Definition: For a random variables $X\in\mathbb R^{d_1}$ and $Y\in\mathbb R^{d_2}$, we define a conditional expectation of $X$ given $Y$ by any random variable $Z$ satisfying:
- there exists $g:\mathbb R^{d_2}\rightarrow\mathbb R^{d_1}$ such that $Z=g(Y)$ and
- $\mathbb E\left[Z\unicode{x1D7D9}_{\{Y\in A\}}\right]=\mathbb E\left[X\unicode{x1D7D9}_{\{Y\in A\}}\right]$ for all $A\subseteq \mathbb R^{d_2}$
To be honest I don't understand the definition. Like
- the reason for requiring $\mathbb E[X|Y]$ to be a function of $Y$
- Why $\mathbb E\left[Z\unicode{x1D7D9}_{\{Y\in A\}}\right]=\mathbb E\left[X\unicode{x1D7D9}_{\{Y\in A\}}\right]$ needed for all $A\subseteq \mathbb R^{d_2}?$
Here is one example they mentioned:
$\Omega=[-1,1]$ and $\mathbb P$ is uniform distribution. Define $$\begin{align}X(\omega)&=-\frac12+\unicode{x1D7D9}_{\{\omega\in[-1,-1/2]\cup[0,1/2]\}}+2\unicode{x1D7D9}_{\{\omega\in[-1/2,0]\}}\\Y(\omega)&=\unicode{x1D7D9}_{\{\omega\geq0\}}\\Z(\omega)&=1-Y(\omega)\end{align}$$ Then $\mathbb E[X|Y]=Z$ and $\mathbb P(X=Z)=0$
I didn't get how to compute conditional expectation using the above definition.

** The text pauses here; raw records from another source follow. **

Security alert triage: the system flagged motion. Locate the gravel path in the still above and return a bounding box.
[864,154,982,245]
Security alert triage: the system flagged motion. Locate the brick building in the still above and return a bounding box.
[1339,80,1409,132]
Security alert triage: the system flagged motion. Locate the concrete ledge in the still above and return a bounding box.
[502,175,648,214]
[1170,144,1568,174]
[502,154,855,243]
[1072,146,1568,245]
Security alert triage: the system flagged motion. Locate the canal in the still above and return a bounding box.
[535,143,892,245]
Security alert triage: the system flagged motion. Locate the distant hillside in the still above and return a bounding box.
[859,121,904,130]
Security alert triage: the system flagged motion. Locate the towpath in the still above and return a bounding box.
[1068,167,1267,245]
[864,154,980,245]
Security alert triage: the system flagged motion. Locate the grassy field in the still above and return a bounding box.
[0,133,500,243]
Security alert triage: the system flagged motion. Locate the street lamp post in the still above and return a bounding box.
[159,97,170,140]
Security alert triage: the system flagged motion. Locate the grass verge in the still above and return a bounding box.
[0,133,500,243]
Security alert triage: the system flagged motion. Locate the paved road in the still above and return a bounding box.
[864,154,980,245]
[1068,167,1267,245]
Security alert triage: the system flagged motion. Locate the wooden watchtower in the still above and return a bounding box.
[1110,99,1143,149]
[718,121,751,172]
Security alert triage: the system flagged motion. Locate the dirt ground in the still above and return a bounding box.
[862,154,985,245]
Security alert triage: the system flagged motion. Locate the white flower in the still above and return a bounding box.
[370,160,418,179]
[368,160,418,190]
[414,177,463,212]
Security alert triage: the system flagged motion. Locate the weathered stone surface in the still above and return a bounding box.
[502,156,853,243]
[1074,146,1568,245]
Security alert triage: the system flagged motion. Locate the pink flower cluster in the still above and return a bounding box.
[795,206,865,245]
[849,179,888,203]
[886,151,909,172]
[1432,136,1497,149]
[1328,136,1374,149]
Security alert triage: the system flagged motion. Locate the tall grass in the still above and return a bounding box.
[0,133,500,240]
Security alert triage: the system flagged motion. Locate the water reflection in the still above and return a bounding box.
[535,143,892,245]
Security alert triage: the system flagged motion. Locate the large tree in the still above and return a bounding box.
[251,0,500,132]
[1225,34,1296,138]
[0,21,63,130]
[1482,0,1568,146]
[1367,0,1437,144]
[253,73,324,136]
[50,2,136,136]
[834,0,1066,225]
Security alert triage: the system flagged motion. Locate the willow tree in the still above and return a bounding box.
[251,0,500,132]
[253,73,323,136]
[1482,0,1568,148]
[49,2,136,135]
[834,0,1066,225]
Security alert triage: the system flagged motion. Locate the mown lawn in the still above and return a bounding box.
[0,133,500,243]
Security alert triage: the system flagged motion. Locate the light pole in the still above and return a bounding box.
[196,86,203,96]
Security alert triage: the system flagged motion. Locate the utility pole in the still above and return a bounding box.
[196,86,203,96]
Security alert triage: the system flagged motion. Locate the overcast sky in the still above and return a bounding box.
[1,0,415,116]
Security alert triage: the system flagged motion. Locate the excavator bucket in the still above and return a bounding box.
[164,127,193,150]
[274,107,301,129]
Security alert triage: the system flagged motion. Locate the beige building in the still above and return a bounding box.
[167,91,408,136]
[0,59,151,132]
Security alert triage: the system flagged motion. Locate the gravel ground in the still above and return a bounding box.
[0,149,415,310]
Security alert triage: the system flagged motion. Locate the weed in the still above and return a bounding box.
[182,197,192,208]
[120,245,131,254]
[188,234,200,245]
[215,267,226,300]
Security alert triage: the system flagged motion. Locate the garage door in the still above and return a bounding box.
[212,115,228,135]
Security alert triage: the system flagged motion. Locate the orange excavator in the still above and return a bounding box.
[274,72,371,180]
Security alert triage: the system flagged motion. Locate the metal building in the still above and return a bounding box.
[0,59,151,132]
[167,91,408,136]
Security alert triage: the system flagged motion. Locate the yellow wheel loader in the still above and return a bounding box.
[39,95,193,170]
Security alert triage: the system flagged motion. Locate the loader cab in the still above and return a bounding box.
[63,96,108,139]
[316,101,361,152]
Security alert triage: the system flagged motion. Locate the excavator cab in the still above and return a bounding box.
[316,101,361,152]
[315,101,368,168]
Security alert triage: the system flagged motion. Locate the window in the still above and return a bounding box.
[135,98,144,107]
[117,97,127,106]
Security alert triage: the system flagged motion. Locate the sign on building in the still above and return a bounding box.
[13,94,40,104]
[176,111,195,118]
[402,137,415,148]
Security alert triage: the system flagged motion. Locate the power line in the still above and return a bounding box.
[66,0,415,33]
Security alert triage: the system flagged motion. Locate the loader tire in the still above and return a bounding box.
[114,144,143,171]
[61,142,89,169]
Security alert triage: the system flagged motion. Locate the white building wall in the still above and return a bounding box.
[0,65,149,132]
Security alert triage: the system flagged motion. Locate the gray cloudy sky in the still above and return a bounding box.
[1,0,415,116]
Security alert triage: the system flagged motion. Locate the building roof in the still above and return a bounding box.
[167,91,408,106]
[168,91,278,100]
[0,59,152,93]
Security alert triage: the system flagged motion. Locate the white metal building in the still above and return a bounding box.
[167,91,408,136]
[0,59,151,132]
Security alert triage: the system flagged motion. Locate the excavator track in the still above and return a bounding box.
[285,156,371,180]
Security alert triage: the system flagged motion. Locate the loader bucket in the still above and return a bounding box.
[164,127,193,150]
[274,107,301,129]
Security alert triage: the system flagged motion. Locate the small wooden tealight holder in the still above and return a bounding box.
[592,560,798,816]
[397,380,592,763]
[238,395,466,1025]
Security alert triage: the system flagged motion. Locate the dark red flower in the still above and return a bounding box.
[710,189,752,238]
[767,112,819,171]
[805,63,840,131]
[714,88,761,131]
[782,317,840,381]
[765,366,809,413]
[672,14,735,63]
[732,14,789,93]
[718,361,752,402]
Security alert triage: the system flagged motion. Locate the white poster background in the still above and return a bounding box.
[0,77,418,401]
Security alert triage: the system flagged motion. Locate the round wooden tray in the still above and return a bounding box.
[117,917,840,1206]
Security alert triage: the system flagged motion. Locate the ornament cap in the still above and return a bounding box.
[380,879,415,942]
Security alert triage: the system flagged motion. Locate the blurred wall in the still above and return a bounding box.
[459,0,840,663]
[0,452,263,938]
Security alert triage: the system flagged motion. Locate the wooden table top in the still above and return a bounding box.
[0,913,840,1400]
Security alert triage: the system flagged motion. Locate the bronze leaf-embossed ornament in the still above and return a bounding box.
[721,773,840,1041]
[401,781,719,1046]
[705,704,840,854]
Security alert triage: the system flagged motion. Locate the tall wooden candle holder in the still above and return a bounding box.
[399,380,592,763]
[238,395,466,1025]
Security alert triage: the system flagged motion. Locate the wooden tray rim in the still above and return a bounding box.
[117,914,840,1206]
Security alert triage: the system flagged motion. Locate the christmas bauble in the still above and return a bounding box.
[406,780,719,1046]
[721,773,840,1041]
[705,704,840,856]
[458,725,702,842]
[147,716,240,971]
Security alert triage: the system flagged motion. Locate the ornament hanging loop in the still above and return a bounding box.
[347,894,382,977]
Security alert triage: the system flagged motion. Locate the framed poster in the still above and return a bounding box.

Here is another definition from A First Look at Rigorous Probability Theory, by Jeffrey S. Rosenthal
Definition: If $Y$ is a random variable, and if we define $v $ by $v(S)=\mathbb P(Y\in S|B)=\mathbb P(Y\in S,B)/P(B)$, then $v=\mathcal L(Y|B)$ is a probability measure, called the conditional distribution of $Y$ given $B$. $\mathcal L(Y\unicode{x1D7D9}_{B})=\mathbb P(B)\mathcal L(Y|B)+P(B^c)\delta_0$, so taking expectations and re-arranging, $$\mathbb E(Y|B)=\mathbb E(Y\unicode{x1D7D9}_{B})/\mathbb P(B)$$
Here also I can't understand the role of $v$ and how it creates similar thing with above definition.